Note: A script should always start with a Image: directive

Image: Cartoon illustration showing a beautiful landscape with mountains and a road.
Audio: Tranquil calm music occasional chirping of birds.
Title: EmojiVidGen
🐼: Emoji vid gen is a tool to create videos from text files using AI.

How to run

python generate_video.py scripts/hello.txt hello.mp4

A full featured example

Image:  A single trophy kept on table. comic book style.
Audio: Upbeat introduction music for cartoon show.
Title: Emoji Quiz Showdown
🎤: "Welcome to the Emoji Quiz Showdown! Are you ready to test your knowledge?"
🐱: "Meow! I'm ready!"
🐶: "Woof! Let's do this!"
Image: Cartoon illustration of the Eiffel Tower.
🎤: "First question What is the capital of France?"
Audio: suspenseful music playing.
🐱: "Paris!"
Audio: people applauding sound
Image: Cartoon illustration of Mount Everest.
🎤: "Correct! One point for the cat! Next question  What is the tallest mountain in the world?"
Audio: suspenseful music playing.
🐶: "Mount Everest!"
Audio: people applauding sound
Image: Cartoon illustration of a water molecule.
🎤: "Right again! One point for the dog! Next question  What is the chemical symbol for water?"
Audio: suspenseful music playing.
🐱: "H2O!"
Audio: people applauding sound
Image: Cartoon illustration of a globe with seven continents.
🎤: "Correct! Another point for the cat! Last question How many continents are there on Earth?"
Audio: suspenseful music playing.
🐶: "Seven!"
Audio: people applauding sound
🎤: "Correct! It's a tie! You both did great! Thanks for playing the Emoji Quiz Showdown!"

The Narrator

The emoji '🎙️' is reserved as narrator. Using it at start of line will cause the system to only generated sound and not output any image on background.

Seeding character images

Sometimes you may not want to use emojis as characters in your video. In such cases you can use seed_character.py tool as follows

python3 seed_character.py add 🐿️  --filename squirrel.png 

The above commands instructs the video generation script to use squirrel.png every time the 🐿️ emojis is encountered. It is also possible to remove the character seeding by using:

python3 seed_character.py remove 🐿️

When seeding characters ensure that you use square images, background is removed from images and they are stored as PNG.

Use high quality text to image (SDXL-Turbo)(Recommended)

Create .env file if not present and add set following variable.
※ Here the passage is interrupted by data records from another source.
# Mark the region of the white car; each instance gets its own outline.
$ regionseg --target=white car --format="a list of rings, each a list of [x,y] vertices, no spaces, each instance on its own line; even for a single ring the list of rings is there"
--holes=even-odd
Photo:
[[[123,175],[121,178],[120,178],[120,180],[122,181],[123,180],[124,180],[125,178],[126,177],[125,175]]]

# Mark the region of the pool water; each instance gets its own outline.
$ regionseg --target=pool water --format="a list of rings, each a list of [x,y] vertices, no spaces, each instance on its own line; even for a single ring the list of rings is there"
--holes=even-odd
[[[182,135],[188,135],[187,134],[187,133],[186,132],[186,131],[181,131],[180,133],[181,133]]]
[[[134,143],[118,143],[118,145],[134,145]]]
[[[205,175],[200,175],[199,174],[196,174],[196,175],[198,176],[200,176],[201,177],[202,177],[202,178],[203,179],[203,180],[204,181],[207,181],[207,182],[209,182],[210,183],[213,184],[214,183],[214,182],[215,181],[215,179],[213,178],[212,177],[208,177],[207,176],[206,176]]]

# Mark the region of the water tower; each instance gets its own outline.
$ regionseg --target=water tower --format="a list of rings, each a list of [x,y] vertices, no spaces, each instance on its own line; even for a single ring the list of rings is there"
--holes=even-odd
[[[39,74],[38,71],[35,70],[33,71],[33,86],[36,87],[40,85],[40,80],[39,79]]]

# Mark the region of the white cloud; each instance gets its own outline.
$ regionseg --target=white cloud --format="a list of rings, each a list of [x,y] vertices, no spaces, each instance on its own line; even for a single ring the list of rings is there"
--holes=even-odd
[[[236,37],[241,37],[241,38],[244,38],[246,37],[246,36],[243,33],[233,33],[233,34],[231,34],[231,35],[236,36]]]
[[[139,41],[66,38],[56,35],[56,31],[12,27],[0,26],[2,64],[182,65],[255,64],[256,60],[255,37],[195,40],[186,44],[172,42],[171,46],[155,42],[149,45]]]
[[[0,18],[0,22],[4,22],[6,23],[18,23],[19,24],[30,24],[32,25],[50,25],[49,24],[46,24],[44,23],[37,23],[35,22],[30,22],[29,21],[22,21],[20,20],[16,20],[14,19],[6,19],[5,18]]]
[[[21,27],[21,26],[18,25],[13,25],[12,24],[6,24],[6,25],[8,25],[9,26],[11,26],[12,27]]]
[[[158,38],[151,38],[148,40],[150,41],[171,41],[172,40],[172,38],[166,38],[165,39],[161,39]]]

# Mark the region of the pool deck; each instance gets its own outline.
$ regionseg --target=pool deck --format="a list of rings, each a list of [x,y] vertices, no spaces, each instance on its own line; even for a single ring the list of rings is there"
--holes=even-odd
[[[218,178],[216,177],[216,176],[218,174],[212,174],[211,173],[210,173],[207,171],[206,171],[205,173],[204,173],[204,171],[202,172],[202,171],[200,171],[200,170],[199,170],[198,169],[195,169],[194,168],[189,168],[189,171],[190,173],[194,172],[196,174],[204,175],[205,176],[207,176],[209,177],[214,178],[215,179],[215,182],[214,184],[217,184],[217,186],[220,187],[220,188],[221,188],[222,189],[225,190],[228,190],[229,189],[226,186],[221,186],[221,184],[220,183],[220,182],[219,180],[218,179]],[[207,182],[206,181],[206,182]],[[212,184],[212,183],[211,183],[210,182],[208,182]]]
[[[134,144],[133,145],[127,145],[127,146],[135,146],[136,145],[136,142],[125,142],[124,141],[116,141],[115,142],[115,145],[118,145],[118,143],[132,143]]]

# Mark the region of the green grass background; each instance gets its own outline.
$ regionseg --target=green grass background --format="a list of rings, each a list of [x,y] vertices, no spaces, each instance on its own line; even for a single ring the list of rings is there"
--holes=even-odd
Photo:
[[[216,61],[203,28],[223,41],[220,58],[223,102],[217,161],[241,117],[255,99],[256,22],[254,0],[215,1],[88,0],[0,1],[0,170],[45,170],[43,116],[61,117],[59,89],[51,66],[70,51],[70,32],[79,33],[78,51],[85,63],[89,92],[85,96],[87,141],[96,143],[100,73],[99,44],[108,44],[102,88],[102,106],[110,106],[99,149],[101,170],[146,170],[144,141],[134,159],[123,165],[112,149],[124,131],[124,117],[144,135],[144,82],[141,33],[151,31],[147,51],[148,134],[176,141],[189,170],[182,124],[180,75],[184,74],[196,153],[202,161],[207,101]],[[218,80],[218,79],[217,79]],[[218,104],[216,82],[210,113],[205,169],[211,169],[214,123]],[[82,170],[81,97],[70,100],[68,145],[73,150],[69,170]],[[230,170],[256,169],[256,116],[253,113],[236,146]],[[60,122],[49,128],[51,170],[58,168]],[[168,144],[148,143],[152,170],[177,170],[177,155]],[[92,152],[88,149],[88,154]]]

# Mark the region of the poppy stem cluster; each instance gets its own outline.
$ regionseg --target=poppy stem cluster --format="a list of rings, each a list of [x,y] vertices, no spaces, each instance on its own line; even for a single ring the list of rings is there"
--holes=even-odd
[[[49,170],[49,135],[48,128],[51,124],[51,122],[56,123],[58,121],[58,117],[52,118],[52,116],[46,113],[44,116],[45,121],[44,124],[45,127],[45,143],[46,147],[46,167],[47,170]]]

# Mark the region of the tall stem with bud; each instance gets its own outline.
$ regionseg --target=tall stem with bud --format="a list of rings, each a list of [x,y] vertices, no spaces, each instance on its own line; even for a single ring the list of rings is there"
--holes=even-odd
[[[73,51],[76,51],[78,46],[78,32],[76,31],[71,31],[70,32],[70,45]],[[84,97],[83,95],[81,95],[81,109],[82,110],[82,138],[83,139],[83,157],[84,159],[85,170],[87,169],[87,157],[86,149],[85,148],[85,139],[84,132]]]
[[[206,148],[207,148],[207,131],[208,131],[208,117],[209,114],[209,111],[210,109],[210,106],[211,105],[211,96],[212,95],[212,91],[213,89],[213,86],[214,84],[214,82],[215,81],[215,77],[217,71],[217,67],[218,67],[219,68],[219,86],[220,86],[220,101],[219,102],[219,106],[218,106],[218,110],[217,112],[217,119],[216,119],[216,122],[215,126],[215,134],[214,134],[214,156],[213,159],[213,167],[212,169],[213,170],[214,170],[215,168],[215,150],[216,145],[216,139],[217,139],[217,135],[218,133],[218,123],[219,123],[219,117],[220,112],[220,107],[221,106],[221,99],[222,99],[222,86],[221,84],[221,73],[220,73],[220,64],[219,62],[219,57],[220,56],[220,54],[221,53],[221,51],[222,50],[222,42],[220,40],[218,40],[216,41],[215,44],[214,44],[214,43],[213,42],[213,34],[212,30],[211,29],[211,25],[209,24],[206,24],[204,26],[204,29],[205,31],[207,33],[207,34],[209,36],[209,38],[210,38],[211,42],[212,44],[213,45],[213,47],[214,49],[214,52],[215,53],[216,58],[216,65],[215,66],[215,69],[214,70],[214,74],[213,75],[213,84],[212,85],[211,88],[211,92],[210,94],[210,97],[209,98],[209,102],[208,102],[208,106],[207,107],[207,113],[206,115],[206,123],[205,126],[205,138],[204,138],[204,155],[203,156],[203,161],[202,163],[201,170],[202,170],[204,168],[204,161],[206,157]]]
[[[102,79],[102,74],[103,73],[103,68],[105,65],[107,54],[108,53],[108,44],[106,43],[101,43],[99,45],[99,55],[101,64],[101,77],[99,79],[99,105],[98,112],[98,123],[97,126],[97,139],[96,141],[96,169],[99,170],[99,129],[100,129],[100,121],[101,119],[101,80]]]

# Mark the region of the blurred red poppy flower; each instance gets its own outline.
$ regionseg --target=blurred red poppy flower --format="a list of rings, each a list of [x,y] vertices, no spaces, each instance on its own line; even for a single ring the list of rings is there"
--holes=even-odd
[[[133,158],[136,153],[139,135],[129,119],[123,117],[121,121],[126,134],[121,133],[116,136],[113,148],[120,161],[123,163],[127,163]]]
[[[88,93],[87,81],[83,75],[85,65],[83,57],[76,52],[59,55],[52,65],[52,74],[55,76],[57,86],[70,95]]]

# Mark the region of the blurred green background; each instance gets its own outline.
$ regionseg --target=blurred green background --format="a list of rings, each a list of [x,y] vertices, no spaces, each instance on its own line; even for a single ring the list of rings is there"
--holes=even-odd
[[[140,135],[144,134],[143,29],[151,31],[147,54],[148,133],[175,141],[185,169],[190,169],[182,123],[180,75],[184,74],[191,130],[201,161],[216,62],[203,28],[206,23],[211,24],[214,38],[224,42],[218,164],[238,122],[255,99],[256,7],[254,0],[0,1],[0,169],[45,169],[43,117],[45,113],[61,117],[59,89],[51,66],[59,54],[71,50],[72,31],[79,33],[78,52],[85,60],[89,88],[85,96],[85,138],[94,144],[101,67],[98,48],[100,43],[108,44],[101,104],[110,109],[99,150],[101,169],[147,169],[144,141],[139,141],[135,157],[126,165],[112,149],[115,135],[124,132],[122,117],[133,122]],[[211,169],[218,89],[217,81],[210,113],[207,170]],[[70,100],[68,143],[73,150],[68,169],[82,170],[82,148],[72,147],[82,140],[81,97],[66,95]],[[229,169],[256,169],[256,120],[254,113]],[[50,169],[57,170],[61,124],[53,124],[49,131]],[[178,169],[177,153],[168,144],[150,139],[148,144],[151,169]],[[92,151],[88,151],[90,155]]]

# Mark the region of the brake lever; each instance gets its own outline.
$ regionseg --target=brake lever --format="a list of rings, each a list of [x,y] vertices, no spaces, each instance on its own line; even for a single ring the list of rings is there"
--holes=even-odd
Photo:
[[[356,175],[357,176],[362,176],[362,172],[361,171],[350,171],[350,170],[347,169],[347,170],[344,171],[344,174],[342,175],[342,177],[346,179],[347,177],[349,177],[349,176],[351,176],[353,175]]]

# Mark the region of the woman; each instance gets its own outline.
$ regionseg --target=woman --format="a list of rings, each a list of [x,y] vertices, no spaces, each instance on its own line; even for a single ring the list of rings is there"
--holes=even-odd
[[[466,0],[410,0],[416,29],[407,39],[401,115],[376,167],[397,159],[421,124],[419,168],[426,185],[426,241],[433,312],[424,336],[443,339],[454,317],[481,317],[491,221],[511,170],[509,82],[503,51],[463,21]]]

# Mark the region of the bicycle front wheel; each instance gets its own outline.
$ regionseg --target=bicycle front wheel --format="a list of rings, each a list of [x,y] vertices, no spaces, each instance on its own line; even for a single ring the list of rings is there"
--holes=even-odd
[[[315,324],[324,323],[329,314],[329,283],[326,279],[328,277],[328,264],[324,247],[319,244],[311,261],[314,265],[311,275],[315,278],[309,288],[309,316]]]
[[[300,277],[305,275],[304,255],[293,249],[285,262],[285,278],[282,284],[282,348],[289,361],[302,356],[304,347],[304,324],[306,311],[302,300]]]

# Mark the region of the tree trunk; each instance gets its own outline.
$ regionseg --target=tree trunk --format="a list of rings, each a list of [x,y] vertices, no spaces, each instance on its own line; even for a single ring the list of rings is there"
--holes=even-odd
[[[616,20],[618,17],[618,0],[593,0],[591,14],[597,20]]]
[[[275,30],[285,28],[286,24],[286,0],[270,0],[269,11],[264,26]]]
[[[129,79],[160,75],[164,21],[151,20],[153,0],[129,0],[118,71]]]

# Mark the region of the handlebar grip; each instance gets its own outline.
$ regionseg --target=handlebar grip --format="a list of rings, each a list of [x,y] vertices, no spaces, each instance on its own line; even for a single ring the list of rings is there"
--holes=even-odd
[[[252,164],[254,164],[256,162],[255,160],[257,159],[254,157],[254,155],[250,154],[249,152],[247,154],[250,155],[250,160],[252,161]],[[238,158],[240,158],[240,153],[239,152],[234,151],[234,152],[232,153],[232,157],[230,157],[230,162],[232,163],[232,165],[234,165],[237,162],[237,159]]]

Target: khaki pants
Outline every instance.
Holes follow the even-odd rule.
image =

Warning: You will need at least 16 GB RAM.

USE_SD_TURBO_XL=true

Using high quality TTS (Bark):

Create .env file if not present and add set following variable. Warning: This is super slow on CPU.

TTS_HIGH_QUALITY=true

Using GPU

Create .env file if not present and add set following variable

USE_CUDA=true

Using pre-created assets

Ensure that asset files are present in .cache folder. Create the script in this manner

Image: .cache/existing_background_hd.png
Audio: Funny opening music jingle.
Title: EmojiVidGen
🐼: .cache/existing_speech.wav

Change default width and height of image

The default resolution is 1280x720. To change it set the following environment variables in .env file:

VIDEO_WIDTH=1152 
VIDEO_HEIGHT=896

Note: This setting does affect the output of stable diffusion. Not all resolutions work that well. For more information checkout this https://replicate.com/guides/stable-diffusion/how-to-use/ . Stable Diffusion seems to work well with square aspect ratios.

Known issues

You will see this error message when using default TTS engine.

Traceback (most recent call last):
  File "/usr/local/lib/python3.10/dist-packages/pyttsx3/drivers/espeak.py", line 171, in _onSynth
    self._proxy.notify('finished-utterance', completed=True)
ReferenceError: weakly-referenced object no longer exists

Ignore this error for now as it does not affect the output.